The agricultural issue surrounding ammonia is not reserved to fertilizers. Animal waste is a large contributor to ammonia emissions, supported by the Jan. 17, 2006, edition of EOS, a scholarly weekly newspaper of geophysics. EOS reported domesticated animals as accountable for 40 percent of worldwide emissions.
These new issues have sent a shock wave through the scientific community.
“Our culture has thought of agricultural as an industry that is relatively green in its production. And by green I mean pollution free,” Viney Aneja, Ph.D. and professor of Marine and Atmospheric Sciences, explained. Aneja has acted as the fountainhead in regards to agricultural air quality.
“Aneja is largely credited with bringing this issue to the national forefront,” Michael Tennesen reported in his 2006 article, “The Crisis in Agricultural Air.”
So ammonia does what exactly?
There are two types of agriculture: crop and animal, both of which emit ammonia. In crop agriculture plants are grown by adding fertilizer which contains ammonia, and in animal agriculture the excretion contains ammonia.
Aneja points out that there are two major issues surrounding this nitrogen compound.
“When ammonia enters the atmosphere … it is deposited all over the landscape, including our waterways and including the sounds on the coast,” he said. “The second is that as this pollutant is emitted it has a smell, which is the odor problem.”
Once increased amounts of nitrogen are distributed, the delicate balance of the biosphere is interrupted. For example, Tennesen points out the impact Hurricane Floyd had when it redistributed nitrogen from hog lagoons all over North Carolina — leading to abnormal algae growth which suffocates fish, eliminating prey for eagles and osprey.
The second issue, which Aneja identifies as “more profound and scientific in nature,” is the formation of particulate matter in the atmosphere.

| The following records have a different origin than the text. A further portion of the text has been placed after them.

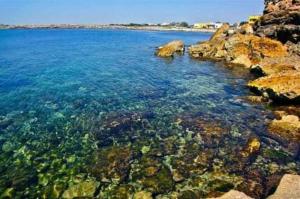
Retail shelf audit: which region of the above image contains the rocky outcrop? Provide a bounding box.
[189,24,288,68]
[248,71,300,103]
[211,190,252,199]
[268,174,300,199]
[156,40,184,57]
[254,0,300,43]
[251,54,300,76]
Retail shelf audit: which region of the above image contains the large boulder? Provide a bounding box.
[251,55,300,76]
[156,40,184,57]
[189,26,288,68]
[248,71,300,103]
[254,0,300,43]
[268,174,300,199]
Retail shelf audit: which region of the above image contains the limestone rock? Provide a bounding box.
[189,27,288,68]
[211,190,252,199]
[156,40,184,57]
[62,181,99,199]
[268,174,300,199]
[248,71,300,103]
[238,23,254,34]
[254,0,300,43]
[251,55,300,75]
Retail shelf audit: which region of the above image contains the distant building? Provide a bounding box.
[248,16,261,24]
[160,23,171,26]
[194,22,223,29]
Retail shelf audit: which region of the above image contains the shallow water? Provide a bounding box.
[0,30,300,198]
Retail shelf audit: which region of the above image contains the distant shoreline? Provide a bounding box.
[0,24,216,33]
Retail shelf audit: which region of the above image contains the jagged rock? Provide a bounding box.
[254,0,300,43]
[248,71,300,103]
[211,190,252,199]
[250,55,300,76]
[189,25,288,68]
[238,23,254,34]
[268,174,300,199]
[269,115,300,143]
[62,181,99,199]
[246,95,268,103]
[156,40,184,57]
[133,191,153,199]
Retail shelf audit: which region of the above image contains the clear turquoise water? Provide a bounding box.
[0,30,299,198]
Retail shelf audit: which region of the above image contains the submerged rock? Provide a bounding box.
[62,181,99,199]
[211,190,253,199]
[241,137,261,157]
[268,174,300,199]
[269,115,300,143]
[133,191,153,199]
[89,146,133,182]
[156,40,184,57]
[248,72,300,103]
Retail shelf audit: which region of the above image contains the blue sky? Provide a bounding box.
[0,0,263,24]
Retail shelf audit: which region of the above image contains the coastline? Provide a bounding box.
[0,24,217,33]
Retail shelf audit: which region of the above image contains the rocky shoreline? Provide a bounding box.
[156,0,300,199]
[0,24,216,33]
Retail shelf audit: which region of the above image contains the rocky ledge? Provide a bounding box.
[189,0,300,159]
[155,40,184,57]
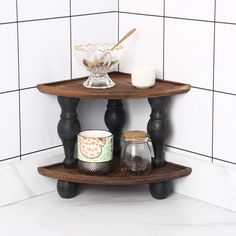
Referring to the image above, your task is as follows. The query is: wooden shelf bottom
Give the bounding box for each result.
[38,162,192,185]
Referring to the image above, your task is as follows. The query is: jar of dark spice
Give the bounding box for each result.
[120,130,152,175]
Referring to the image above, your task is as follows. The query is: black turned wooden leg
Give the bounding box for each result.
[57,97,80,169]
[149,181,172,199]
[57,180,79,198]
[147,97,170,167]
[105,99,126,156]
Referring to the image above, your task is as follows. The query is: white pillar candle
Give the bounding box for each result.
[131,65,156,89]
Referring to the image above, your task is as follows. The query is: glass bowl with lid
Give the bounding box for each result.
[120,130,152,175]
[74,43,123,89]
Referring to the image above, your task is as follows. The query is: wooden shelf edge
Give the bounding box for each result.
[37,72,191,99]
[38,162,192,185]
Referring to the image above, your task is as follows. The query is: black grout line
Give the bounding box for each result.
[0,156,20,162]
[120,11,236,25]
[69,0,72,79]
[0,89,19,95]
[213,157,236,165]
[162,0,166,80]
[16,0,22,160]
[0,21,17,26]
[21,144,62,157]
[165,144,212,159]
[211,0,216,162]
[166,144,236,165]
[0,190,56,208]
[0,11,236,26]
[19,86,37,91]
[0,78,236,96]
[0,11,117,25]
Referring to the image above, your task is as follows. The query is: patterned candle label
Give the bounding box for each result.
[78,136,113,162]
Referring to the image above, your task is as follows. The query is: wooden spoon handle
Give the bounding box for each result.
[111,28,136,51]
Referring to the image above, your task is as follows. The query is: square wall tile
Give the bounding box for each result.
[119,0,164,16]
[215,23,236,94]
[18,0,70,20]
[77,99,107,130]
[0,92,20,160]
[167,88,212,156]
[21,89,61,154]
[165,19,214,89]
[165,0,215,21]
[71,0,118,15]
[216,0,236,23]
[213,93,236,163]
[19,19,70,88]
[72,13,118,78]
[0,24,18,92]
[0,0,16,23]
[119,14,163,78]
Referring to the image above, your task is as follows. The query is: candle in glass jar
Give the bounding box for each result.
[131,65,156,89]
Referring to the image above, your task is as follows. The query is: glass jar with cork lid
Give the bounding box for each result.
[120,130,152,175]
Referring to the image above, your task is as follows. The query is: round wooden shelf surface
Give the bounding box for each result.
[38,163,191,185]
[37,72,191,99]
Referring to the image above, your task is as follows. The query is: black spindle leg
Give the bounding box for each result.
[147,97,171,199]
[57,97,80,198]
[105,99,126,157]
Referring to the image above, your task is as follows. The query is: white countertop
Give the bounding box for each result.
[0,186,236,236]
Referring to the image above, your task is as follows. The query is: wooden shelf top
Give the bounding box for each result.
[38,162,192,185]
[37,72,191,99]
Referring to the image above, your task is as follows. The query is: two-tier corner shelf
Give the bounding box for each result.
[37,72,191,199]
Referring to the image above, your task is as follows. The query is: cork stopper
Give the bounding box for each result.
[124,130,148,142]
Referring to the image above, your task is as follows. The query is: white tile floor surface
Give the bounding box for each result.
[0,186,236,236]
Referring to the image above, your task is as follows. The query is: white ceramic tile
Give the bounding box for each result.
[18,0,70,20]
[166,150,236,212]
[0,92,20,160]
[0,0,16,23]
[168,89,212,156]
[72,13,118,78]
[119,14,163,78]
[77,99,107,130]
[71,0,118,15]
[216,0,236,23]
[124,99,151,131]
[21,89,61,154]
[119,0,164,15]
[213,93,236,163]
[0,147,63,206]
[165,0,215,21]
[0,193,236,236]
[0,24,18,92]
[165,19,214,89]
[19,19,70,88]
[215,24,236,94]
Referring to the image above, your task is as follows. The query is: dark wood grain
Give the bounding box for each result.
[37,72,191,99]
[38,162,192,185]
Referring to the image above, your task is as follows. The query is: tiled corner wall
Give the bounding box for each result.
[0,0,118,205]
[119,0,236,211]
[0,0,236,211]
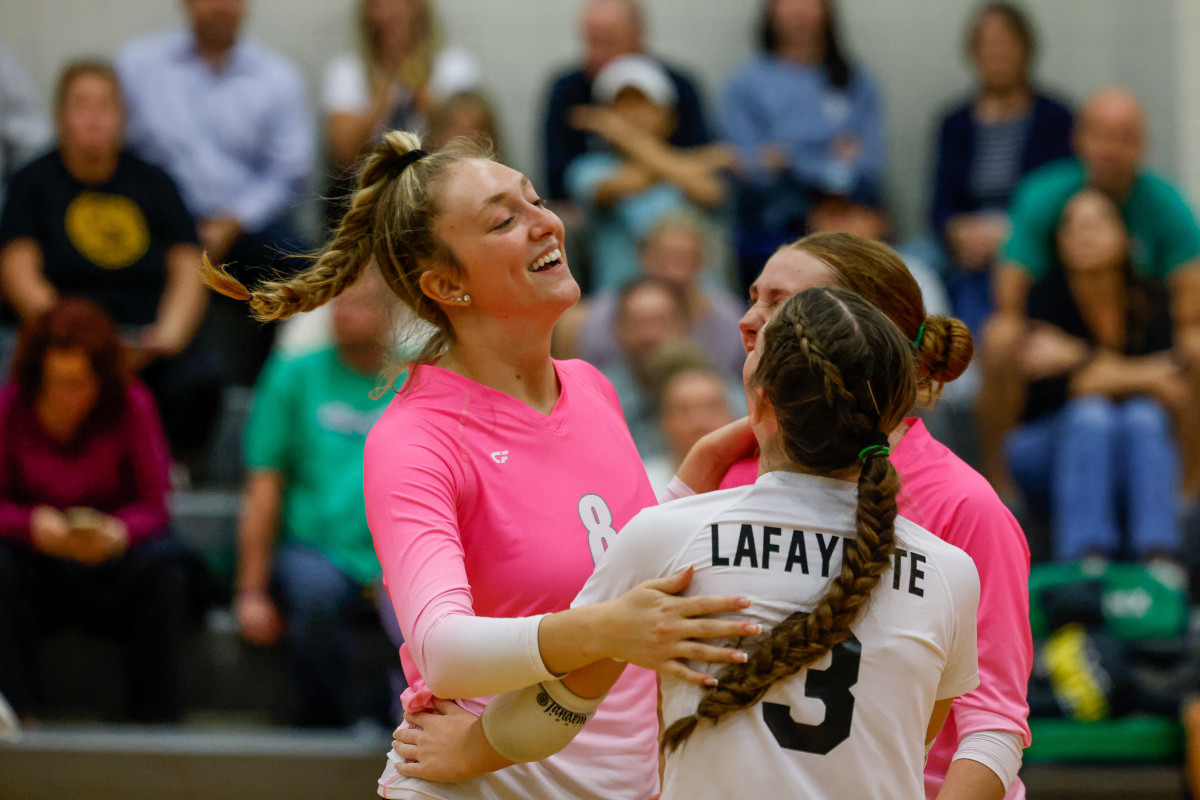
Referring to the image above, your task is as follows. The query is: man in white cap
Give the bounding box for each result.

“Particulate matter is a pollutant which has a host of other consequences, including negative effects on human health,” Aneja said. “Ammonia is what we call a precursor to fine particulate matter formation. It is a very important ingredient. Before these operations came around there wasn’t any ammonia so you didn’t see particulate matter, but now you do. So that is a major consequence to atmospheric pollutant — something that wasn’t there before is there now.”
But ammonia does have some benefits. Aneja said that nitrogen in its various forms is a nutrient. Essentially it acts as a fertilizer, and as ammonia is deposited over the land it can deposit nitrogen in areas starved of it, causing plants to grow.
“But by and large, the impacts are mostly negative,” Aneja said. “But we know very little actually, we are just beginning to realize the extent of the problem. We have some idea of what of the magnitude might be, but it varies quite a bit.”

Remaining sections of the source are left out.